Kernels of sarcasm direct conversation waste.
The thrown away spoken word becomes moldering vegetable peel.
Words need growth and time to age and ripen, to reach maturity, to arrive on point, to be apropos or not at all.
Much like beer, wine, cheese or chocolate, words require proper preparation and degustation.
When carefully handcrafted, the well chosen "bon mot" has savor, balance, delicacy and weight.
The empty calories of slander and vulgarity and the saucy satisfaction of the quick retort sate only temporarily but are the fast food followed by guilt and more hunger, leaving the unpalatable aftertaste of wanted wit and questionable character.
Plagiarism becomes the store-bought pie that "tastes just like mom's" but its obvious occlusion of source and recipe disgruntles the guest and makes the dish indigestible.

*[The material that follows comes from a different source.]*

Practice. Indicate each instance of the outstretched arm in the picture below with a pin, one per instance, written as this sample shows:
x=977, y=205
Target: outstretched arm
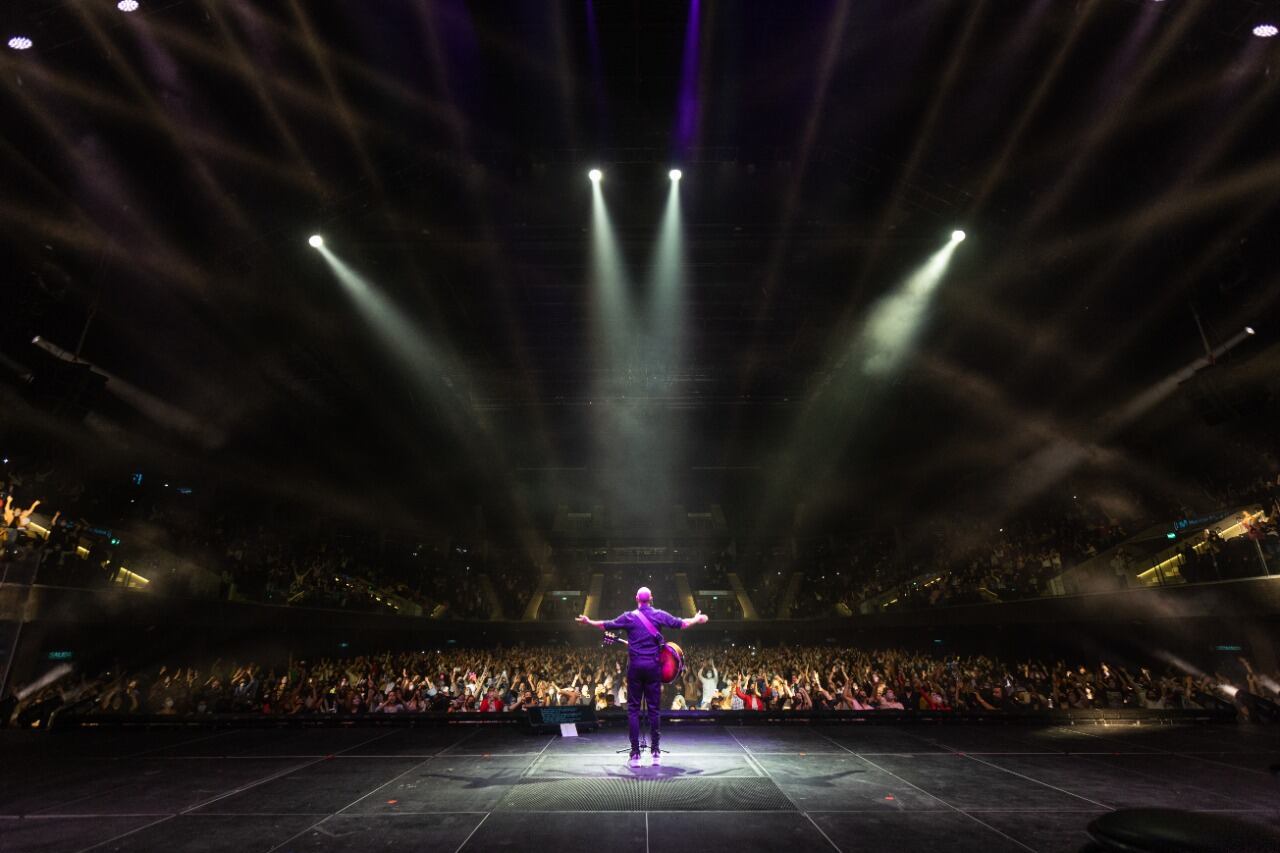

Relax to dine slowly on words to take pleasure in succulent syllables that in a perfect moment give compliment to comestible conversation.
Indefinite articles
a toothbrush with blue and white bristles dropped beside a speed bump
a napkin from Arby's coated in decomposing grease turning it translucent
a losing lottery ticket from a scratch game, instant fun discarded beneath an azalea
a gold-tipped cigarette butt with maybe 30 seconds of tobacco left to smoke
a brown beer bottle, glass shards blending into pine straw
a plastic blue cap from a long lost bottle of spring water
a rubber ball for playing catch, soft molded to resemble a Major League hardball
a Coke can suspended in a shrub like a forgotten Christmas ornament dangling in early spring evergreen
a jumbo paper clip unfolded like a key or tool tossed to the ground after momentary use
a flattened watch battery deceptively reflective like an abandoned nickel
a silver label from a bottle of vodka, crushed on the pavement in an empty parking space
28 January 2008
Poetry Slam @ Barnes and Noble
For once, I performed in a way that wasn't tied to school, was solo, was my own creation and people received it with applause. It makes me glad and helps me to overcome a little social anxiety.
21 January 2008
3PM Barnes and Noble - Newnan, GA
Sitting in the café, commercial wonderland of books and coffee that it is, I see people around me, and I wonder about their lives.
The three students examine children's literature intently, consulting each other about publishers, authors, illustrators and content.
Spouses browse books. The wife is either oblivious or in denial a out her husband's status as a flaming queen. Really, she has to know; don't they all?
An old man flips the pages of a monthly on woodworking, glossy photos and drawings for next weekend's backyard or tool shed project.
Me? I stop writing long enough to read a few paragraphs of Le Comte de Monte-Cristo. Why exactly does Edmond Dantès need 1500 pages to exact his exquisite revenge on those who betrayed him?
At tables and in upholstered chairs, portable PC's plugged into wall sockets send data packets through WinSockets across WiFi connections freely offered by the bookstore.
The librairie is busy, and I imagine that there must be a reader for every one of the thousands of titles shelved for sale. But there isn't. The store could not accommodate as many, and so few people read books cover to cover any more.
Even these students--of education, of writing, of literature, who knows?--don't read the books piled before them. Pages flip. PowerPoint slides compile. Presentations materialize, but no one seems to enjoy the wealth and power of knowledge and experience in written word and artful images.